異名同神。同じ神なのに違う名前で伝承される。神社ではよくある話ですが古事記の#赤い矢の伝承 も #おだまきの糸の伝承 も主役の男女は同じであるのに違う名で書かれています。編者の #太安万侶 は私たちに何を伝えたかったのでしょうか
目次
本文
【前回】
前回の続き(古事記、崇神天皇、三輪の大物主)。今回はNo3。
1. 疫病に悩む天皇の夢枕に大物主神があらわれて、オオタタネコが三輪山の祭主になるまでの話
2. オオタタネコが大物主を祖とする話
3. 大物主がイクタマヨリヒメと結ばれ妊娠した話(三輪山伝説、オダマキの糸)
・・・オホタタネコが神の子であるとわかったのは、イクタマヨリヒメは美しいお方でした。ある晩、姿形の立派な一人の男が夜中に寝屋にあらわれました。
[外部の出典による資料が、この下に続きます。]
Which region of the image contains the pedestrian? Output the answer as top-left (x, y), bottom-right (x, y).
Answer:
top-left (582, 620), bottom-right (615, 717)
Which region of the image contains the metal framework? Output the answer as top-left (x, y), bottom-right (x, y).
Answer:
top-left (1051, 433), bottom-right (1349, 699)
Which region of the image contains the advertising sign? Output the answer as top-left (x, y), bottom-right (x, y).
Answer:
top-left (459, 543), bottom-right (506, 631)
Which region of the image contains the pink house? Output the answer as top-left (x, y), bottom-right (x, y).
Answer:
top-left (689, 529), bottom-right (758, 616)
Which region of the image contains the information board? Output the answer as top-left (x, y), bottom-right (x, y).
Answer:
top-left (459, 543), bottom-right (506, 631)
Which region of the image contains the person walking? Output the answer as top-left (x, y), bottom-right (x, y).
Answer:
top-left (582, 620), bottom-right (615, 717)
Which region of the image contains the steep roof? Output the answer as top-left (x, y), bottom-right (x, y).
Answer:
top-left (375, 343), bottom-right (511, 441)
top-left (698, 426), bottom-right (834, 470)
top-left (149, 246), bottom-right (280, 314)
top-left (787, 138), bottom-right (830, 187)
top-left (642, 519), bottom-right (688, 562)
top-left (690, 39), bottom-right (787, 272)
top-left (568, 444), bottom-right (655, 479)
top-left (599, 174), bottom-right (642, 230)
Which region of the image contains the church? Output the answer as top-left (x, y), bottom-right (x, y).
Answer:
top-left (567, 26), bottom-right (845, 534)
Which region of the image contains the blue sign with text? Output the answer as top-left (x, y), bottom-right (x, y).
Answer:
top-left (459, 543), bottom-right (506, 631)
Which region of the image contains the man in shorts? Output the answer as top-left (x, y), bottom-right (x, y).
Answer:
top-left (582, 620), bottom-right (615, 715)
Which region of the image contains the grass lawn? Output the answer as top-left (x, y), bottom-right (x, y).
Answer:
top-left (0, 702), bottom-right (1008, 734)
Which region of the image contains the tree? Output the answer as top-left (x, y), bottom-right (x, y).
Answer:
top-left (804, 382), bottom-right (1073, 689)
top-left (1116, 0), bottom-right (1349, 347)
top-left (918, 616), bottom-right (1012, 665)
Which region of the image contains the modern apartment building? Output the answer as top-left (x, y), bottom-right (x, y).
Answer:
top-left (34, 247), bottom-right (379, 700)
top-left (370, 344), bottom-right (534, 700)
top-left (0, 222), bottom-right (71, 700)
そこで互いに愛でて住んでいるうちに乙女は妊娠しました。
父母は妊娠したことを怪しんで、イクタマヨリヒメに「お前は夫が無いのにどうして妊娠したのか?」と尋ねますと、ヒメは「名も知らない立派な男が夜ごとに来て住むうちに自然にはらみました」と言いました。
そこでその父母が、その人を知りたいと思い「赤土を床に散らし麻糸を針にゆわえて、男の着物のそでに刺せ」と娘にいいました。娘は親の言いつけ通りにして朝になって見ると、針をつけた麻は戸の鍵穴を通って、残った麻糸は三勾(みわ=三巻き)だけでした。そこで鍵穴から糸をたよりに探して行くと三輪山の神の社にたどり着きました。それで男が神の御子であると知ったのです。
その麻糸の三勾残ったことからそこを美和(三輪、みわ)と言うのです。
おだまきの糸の主役二人は赤い矢の伝説と同じ
さて、おだまきの糸の物語。
主役の二人は先日紹介した赤い矢の伝説と、自然妊娠 というプロット(あらすじ)も登場人物も同じ。
名前が変えられているだけ。
「おだまきの糸」「赤い矢」とも、この時生まれた子は長男・クシヒカタ(古事記ではクシミカタ、天日方奇日方/葛城鴨の祖)ということになります。
古事記の編者・太安万侶(おおのやすまろ)は、同じ話を違う伝え方をして 気が付く人には判る・・・
大物主の正体が出雲の事代主(ことしろぬし)であること。
を伝えることを意図しているように思えてなりません。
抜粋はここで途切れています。